4. Transparency versus procedural focus — competing institutional priorities

The supplied sources reveal two institutional priorities that can produce different outcomes: transparency/attribution and procedural standard-setting. Office-level publications that report on identifications or investigative methods tend to include names as part of credit and public transparency [2]. Conversely, national position papers concentrate on best practices for autopsies and reporting and omit personnel details, reflecting an organizational agenda that privileges uniform practice over staff disclosure [4] [5]. Readers seeking names should therefore target publications aligned with transparency goals.

5. Practical inference from supplied materials — how to proceed if you need a name

Based solely on the supplied analyses, the most reliable path to finding a medical examiner’s name is to consult local office reports, identification-case write-ups, or jurisdictional announcements where staff are credited, since these source types have previously listed names [1] [2]. Documents that are technical surveys or association position papers are unlikely to contain names, so a search focused on local office web pages, case summaries, or press releases would be consistent with the evidence provided. This approach aligns with the demonstrated pattern of where names appear.

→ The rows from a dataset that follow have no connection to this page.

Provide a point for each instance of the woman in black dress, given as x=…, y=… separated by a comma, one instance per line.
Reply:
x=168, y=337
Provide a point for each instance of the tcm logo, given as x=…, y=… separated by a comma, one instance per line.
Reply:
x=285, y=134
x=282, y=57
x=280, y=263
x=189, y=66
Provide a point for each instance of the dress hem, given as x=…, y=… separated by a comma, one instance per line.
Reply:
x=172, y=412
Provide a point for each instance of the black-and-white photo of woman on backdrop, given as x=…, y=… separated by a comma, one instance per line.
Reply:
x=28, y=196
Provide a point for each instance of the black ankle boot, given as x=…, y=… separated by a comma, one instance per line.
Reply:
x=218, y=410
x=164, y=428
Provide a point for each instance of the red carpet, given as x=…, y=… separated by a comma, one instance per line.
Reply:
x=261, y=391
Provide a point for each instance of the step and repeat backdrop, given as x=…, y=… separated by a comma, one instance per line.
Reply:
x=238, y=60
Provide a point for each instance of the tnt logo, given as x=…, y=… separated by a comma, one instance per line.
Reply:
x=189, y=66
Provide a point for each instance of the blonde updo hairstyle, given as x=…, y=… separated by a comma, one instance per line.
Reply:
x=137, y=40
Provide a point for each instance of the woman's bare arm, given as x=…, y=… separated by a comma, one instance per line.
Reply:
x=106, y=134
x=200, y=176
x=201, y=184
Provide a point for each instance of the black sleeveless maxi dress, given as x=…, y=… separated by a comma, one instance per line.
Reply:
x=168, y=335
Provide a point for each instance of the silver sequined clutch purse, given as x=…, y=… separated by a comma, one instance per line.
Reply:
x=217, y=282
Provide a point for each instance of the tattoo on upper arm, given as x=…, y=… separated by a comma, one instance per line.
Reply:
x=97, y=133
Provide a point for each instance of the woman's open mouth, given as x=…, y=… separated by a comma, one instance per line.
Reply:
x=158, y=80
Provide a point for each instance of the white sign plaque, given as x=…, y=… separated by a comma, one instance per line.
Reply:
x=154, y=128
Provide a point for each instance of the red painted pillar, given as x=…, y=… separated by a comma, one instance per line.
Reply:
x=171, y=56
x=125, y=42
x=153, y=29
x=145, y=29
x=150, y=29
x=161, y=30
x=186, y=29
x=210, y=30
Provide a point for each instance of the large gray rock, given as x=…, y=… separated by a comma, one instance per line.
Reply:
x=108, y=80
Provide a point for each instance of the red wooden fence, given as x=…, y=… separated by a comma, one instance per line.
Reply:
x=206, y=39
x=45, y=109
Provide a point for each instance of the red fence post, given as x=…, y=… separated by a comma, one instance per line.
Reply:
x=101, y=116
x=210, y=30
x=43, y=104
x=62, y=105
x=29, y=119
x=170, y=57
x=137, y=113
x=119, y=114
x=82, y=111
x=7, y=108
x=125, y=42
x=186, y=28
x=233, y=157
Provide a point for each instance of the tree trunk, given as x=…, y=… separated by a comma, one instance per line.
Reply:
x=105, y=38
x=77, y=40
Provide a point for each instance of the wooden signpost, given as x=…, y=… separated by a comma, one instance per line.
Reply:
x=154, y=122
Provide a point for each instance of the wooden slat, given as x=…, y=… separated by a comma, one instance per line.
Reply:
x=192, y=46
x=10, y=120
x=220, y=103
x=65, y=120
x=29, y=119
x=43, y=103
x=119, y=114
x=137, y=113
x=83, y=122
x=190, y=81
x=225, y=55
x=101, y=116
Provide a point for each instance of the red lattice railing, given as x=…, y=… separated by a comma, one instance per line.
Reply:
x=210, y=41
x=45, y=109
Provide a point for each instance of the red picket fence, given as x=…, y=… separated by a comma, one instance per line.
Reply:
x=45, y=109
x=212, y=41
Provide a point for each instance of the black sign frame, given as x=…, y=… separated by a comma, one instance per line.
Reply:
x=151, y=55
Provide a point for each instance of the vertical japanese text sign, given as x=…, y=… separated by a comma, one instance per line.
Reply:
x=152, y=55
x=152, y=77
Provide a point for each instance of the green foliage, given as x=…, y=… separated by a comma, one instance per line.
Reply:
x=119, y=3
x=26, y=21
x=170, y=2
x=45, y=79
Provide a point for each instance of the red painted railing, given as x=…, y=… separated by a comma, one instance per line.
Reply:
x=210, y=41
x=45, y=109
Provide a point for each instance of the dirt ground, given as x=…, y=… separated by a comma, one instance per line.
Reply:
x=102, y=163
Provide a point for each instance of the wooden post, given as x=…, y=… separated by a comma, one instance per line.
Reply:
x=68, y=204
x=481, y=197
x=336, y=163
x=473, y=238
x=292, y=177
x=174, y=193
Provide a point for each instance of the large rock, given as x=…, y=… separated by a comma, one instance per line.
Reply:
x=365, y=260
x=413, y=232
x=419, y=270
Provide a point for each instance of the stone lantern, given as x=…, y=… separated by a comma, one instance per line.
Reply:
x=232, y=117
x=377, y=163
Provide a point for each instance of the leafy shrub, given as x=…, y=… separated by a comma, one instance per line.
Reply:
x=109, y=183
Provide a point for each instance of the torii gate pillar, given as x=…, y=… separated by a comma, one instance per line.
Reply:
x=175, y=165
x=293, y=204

6. Missing information and caveats in the provided corpus

The provided analyses lack direct statements about legal access, jurisdictional public-record rules, or a systematic directory of medical examiners, so they cannot establish a universal right to discover names across all contexts [3] [5]. The materials also do not include explicit timelines for updates of staff listings or describe exceptions where names are withheld. Therefore, while the corpus shows examples of discoverable names, it does not prove that names are always publicly available or that a single method will work in every jurisdiction.

7. Bottom line — what the evidence supports and what it does not

The evidence in the supplied materials supports the proposition that you can often find a medical examiner’s name in local, public-facing publications, but it also demonstrates that many authoritative documents focus on standards and omit personnel names [1] [2] [3] [4] [5]. The conclusion is conditional: names are findable in some contexts shown here, but the corpus does not support a universal claim that a name can always be discovered by the same means in every locality.